As I walked around campus today, I noticed a sweet smell that brought back memories of jubilation and despair, victory and defeat.
It was the smell of whiskey and home cooking, perfume and sweat, giant oaks and green grass, chicken strips and pig skin.
It was the smell of football season at Ole Miss.
For a lifelong Rebels fan who has spent thousands of hours watching college football, eating others’ food in the Grove, playing EA Sports “NCAA Football” series and covering Nutt’s boys for a couple of publications, there is no better time of year than the first weekend of football season.
And now that we have entered September, that scent of tailgating and gridiron is so close I can almost taste it.
Saturday, our little hamlet will be flooded with tourists that call themselves Rebels, and I cannot wait.
The media excitement around the Rebels has been almost nonexistent compared to last season.
Gone is the No.4 ranking, the experienced quarterback and the only 1,000-yard rusher/500-yard receiver in SEC history.
In their places we have a team picked by many to finish last in the SEC West.
We have two inexperienced underclassmen and a former Pac-10 star who, it now seems, won’t be eligible until 2011, battling at quarterback and a host of youngsters trying to make up the offense Mr. McCluster produced last season.
While ’09 started in a blaze and fizzled into a snore-worthy Cotton Bowl victory, watch for this season to be the antithesis of the last for the Rebels. The opening five games are as easy a start to the season as the Rebels have had in decades.
With SEC East perennial bottom-dwellers Vanderbilt and Kentucky being the toughest competition of the stretch, the Rebels could start the season 5-0.
Though I’ve falsely predicted that Ole Miss could start the season with five or six wins straight many times, I once again find myself convinced.
After the easy stretch that should see Ole Miss make a run into the top 25, the Rebels will likely be favored at home against Auburn, University of Louisiana at Lafayette and Mississippi State. Of the four SEC road games, only Alabama looks like an unlikely stretch for the Rebels.

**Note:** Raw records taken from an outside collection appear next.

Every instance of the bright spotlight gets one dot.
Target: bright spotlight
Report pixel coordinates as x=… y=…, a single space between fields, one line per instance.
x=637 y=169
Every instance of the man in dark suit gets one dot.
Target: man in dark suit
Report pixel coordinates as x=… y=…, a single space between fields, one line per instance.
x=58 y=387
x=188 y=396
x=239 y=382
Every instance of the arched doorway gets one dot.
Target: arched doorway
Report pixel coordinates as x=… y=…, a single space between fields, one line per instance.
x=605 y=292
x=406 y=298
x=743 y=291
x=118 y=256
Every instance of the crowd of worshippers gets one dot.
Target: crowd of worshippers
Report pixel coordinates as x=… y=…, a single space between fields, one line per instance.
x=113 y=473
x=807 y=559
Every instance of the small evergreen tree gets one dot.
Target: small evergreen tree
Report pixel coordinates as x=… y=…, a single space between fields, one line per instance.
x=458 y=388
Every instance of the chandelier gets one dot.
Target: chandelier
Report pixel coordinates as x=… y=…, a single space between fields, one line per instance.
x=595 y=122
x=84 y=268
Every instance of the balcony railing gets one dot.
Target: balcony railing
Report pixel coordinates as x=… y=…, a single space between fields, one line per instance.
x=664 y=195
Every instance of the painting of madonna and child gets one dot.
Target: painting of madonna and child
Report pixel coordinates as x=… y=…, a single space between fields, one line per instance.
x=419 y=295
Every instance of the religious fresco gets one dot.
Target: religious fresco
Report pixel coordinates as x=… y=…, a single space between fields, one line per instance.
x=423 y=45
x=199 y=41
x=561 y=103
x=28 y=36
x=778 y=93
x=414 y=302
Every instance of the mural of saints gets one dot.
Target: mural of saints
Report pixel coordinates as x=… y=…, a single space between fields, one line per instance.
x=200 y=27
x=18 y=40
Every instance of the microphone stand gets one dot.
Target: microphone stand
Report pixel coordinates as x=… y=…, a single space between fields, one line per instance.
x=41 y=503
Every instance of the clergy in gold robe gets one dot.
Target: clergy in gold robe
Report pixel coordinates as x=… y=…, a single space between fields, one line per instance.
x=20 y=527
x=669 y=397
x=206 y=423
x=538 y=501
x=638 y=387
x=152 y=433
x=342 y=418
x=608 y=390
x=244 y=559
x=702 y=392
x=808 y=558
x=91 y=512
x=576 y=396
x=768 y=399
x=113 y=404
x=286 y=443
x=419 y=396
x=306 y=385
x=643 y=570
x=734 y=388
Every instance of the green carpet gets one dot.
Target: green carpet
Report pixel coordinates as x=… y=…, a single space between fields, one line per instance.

So, despite the scarce national media coverage and low predictions by the “experts,” my excitement level for this season has not diminished even in the slightest for this football season.
So as the Rebels prepare to take on FCS Jacksonville State Saturday, I will rise early and head to my favorite patch of grass and trees on Earth.
I’ll enjoy time with friends, family and maybe even some friends-to-be eating home cooked food, drinking my favorite cerveza (don’t tell the campus police that means beer) and talking, at a gradually rising volume as the drinks poor, about how this could be the year the Rebels really do something special.
Fortunately, we may have more than six weeks until we find out if the Rebels are a real SEC West contender.
And in that time, they might just become one.
Regardless, it should be a hell of a lot of fun for all of us. Hotty Toddy!